Delehanty began gathering interest in his space by getting to know artists working in regional colleges and universities, "assuming that they were doing good enough work to be professors, that they'd make challenging work for a group show," he says.

"How Did We Get Here?" featured work by Clifford Wun, Dara Engler, Debra Fisher, Evelyne Leblanc-Roberge, and Megan Armstrong, with a focus on the human negotiation of interior (mental and physical) and exterior (architectural and natural) spaces. The art ranged from sculpture and installations to two-dimensional work and a video piece projected onto the barn's second level window.

2 Loud Cows' second exhibition, "Place Makers," opened on October 21, and features the work of sculptors Allen Topolski and Jappie King Black. They both repurpose found objects, but they take different approaches, Delehanty says.

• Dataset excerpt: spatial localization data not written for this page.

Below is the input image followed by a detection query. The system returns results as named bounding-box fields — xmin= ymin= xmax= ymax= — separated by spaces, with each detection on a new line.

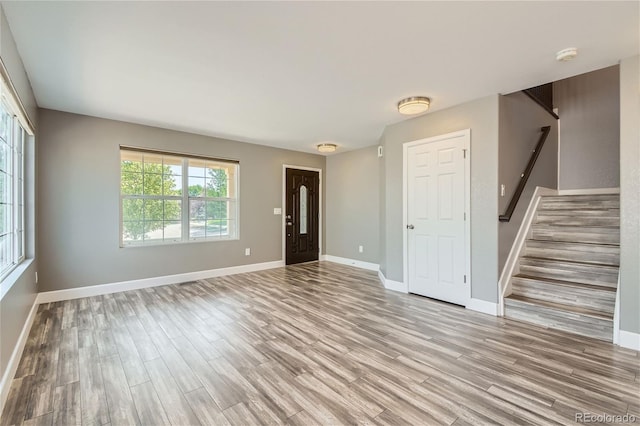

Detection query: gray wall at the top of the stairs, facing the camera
xmin=553 ymin=65 xmax=620 ymax=189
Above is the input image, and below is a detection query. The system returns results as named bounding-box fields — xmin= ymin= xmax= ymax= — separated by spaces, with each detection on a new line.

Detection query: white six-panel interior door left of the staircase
xmin=405 ymin=132 xmax=470 ymax=306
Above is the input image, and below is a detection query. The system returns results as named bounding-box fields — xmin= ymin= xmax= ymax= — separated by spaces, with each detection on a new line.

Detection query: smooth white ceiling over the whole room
xmin=2 ymin=1 xmax=640 ymax=152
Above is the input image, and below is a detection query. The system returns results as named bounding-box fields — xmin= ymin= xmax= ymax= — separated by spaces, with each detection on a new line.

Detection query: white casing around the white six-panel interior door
xmin=402 ymin=129 xmax=472 ymax=306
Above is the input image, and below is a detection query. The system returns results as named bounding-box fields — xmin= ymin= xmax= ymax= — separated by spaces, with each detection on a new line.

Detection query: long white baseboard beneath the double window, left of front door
xmin=36 ymin=260 xmax=285 ymax=303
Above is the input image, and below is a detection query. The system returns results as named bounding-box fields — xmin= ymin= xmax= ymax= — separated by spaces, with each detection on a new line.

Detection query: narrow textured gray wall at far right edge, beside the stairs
xmin=620 ymin=56 xmax=640 ymax=333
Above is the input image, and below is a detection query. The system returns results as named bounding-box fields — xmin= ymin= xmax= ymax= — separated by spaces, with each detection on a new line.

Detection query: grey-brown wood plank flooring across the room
xmin=0 ymin=262 xmax=640 ymax=426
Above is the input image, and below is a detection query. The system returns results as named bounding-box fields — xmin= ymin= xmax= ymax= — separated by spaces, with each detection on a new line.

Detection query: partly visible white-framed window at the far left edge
xmin=0 ymin=100 xmax=27 ymax=279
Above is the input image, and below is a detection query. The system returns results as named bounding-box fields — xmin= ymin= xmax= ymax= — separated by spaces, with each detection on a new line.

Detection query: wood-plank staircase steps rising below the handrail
xmin=505 ymin=194 xmax=620 ymax=342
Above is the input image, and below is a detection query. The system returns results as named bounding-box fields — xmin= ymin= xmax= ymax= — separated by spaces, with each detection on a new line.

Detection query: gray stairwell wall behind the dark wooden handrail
xmin=498 ymin=92 xmax=558 ymax=271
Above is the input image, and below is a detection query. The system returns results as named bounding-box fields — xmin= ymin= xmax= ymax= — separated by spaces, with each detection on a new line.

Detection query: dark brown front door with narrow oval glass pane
xmin=285 ymin=169 xmax=320 ymax=265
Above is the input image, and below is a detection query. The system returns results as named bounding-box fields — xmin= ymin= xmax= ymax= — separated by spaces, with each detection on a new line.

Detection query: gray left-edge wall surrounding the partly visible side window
xmin=0 ymin=8 xmax=38 ymax=388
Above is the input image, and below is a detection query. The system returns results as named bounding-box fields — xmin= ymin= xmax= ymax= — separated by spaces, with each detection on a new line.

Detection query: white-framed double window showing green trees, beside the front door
xmin=120 ymin=147 xmax=238 ymax=247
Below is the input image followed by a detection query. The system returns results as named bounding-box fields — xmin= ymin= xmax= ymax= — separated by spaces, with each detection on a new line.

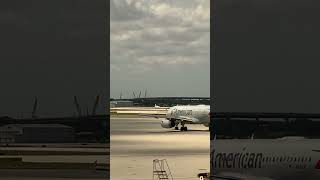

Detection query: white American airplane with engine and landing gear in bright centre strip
xmin=161 ymin=105 xmax=210 ymax=131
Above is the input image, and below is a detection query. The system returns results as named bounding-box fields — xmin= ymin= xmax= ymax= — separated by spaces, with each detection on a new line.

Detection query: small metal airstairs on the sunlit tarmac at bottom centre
xmin=152 ymin=159 xmax=173 ymax=180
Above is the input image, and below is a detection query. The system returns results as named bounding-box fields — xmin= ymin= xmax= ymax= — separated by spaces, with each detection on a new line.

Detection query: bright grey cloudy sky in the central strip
xmin=110 ymin=0 xmax=210 ymax=98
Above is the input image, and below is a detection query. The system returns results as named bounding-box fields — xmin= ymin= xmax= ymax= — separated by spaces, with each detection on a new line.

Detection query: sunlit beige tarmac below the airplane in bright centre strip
xmin=110 ymin=117 xmax=210 ymax=180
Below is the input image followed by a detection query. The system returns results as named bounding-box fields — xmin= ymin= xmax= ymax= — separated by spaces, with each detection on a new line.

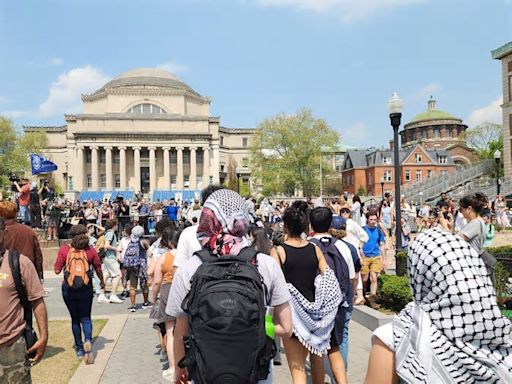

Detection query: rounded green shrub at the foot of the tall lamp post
xmin=377 ymin=275 xmax=412 ymax=312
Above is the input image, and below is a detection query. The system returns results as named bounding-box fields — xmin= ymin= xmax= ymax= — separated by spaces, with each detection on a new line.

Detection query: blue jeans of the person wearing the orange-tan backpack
xmin=62 ymin=283 xmax=93 ymax=351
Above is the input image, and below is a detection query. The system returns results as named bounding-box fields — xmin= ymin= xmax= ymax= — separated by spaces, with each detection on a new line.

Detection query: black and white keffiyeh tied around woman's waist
xmin=287 ymin=267 xmax=345 ymax=356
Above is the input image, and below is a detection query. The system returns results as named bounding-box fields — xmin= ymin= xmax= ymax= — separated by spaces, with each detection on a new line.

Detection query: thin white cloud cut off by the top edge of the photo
xmin=259 ymin=0 xmax=428 ymax=22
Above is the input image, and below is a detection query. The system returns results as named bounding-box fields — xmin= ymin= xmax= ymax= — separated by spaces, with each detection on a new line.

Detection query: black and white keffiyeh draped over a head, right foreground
xmin=393 ymin=229 xmax=512 ymax=384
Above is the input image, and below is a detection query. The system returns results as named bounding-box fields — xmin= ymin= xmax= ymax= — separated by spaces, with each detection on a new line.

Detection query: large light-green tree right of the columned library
xmin=251 ymin=108 xmax=339 ymax=196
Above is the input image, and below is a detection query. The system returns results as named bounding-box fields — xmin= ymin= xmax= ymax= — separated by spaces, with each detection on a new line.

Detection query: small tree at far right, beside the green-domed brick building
xmin=466 ymin=121 xmax=503 ymax=159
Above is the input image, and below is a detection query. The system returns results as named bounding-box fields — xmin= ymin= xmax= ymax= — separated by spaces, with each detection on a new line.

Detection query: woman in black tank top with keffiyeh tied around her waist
xmin=272 ymin=206 xmax=341 ymax=384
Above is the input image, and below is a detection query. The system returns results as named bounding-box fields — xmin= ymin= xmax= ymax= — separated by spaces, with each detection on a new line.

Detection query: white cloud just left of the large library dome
xmin=0 ymin=65 xmax=110 ymax=119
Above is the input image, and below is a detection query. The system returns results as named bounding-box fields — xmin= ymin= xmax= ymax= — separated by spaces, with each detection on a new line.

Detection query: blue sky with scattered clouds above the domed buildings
xmin=0 ymin=0 xmax=512 ymax=147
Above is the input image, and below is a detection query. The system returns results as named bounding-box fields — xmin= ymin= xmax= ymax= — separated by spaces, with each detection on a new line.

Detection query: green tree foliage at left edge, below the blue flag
xmin=0 ymin=116 xmax=47 ymax=185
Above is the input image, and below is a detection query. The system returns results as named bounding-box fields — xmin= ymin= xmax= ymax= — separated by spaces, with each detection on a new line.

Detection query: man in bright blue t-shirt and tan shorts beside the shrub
xmin=361 ymin=212 xmax=387 ymax=306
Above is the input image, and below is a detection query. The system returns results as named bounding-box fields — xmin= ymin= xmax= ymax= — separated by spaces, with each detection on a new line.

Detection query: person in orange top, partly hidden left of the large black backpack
xmin=152 ymin=226 xmax=180 ymax=380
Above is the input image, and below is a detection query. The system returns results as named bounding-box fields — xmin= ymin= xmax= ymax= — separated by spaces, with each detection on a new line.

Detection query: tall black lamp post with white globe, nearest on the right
xmin=388 ymin=92 xmax=404 ymax=252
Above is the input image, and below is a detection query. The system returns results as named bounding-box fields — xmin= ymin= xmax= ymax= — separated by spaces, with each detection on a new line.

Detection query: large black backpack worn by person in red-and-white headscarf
xmin=179 ymin=248 xmax=276 ymax=384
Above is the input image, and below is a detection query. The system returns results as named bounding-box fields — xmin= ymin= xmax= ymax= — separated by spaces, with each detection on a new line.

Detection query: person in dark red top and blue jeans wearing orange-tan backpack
xmin=54 ymin=224 xmax=105 ymax=364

"Jappie finds her objects in the natural world — things like vines, sticks, and twigs — and mines that space to make her artwork; Allen on the other hand mines what I guess we'd call the techno-sphere — left-over appliances, and man-made objects that have accumulated over the decades."

Installed throughout the property, both bodies of work reference some sacred human practice. While King's figurative wood assemblages contains what Delehanty calls "pagan-istic, Wiccan, earthiness," Topolski's stacked bowling ball project alludes visually to cairns — stacks of stones historically used as markers by many different cultures.

In addition to the two annual shows, Delehanty wants to expand the arts programming to include lectures, performances, and film screenings. As DIY-spaces notoriously get shut down by kill-joy officials, it only seemed right to ask Delehanty if he was worried about getting targeted.

"It's just like a party at my house, except people are putting up artwork," he says. "I'm not even selling beer or alcohol."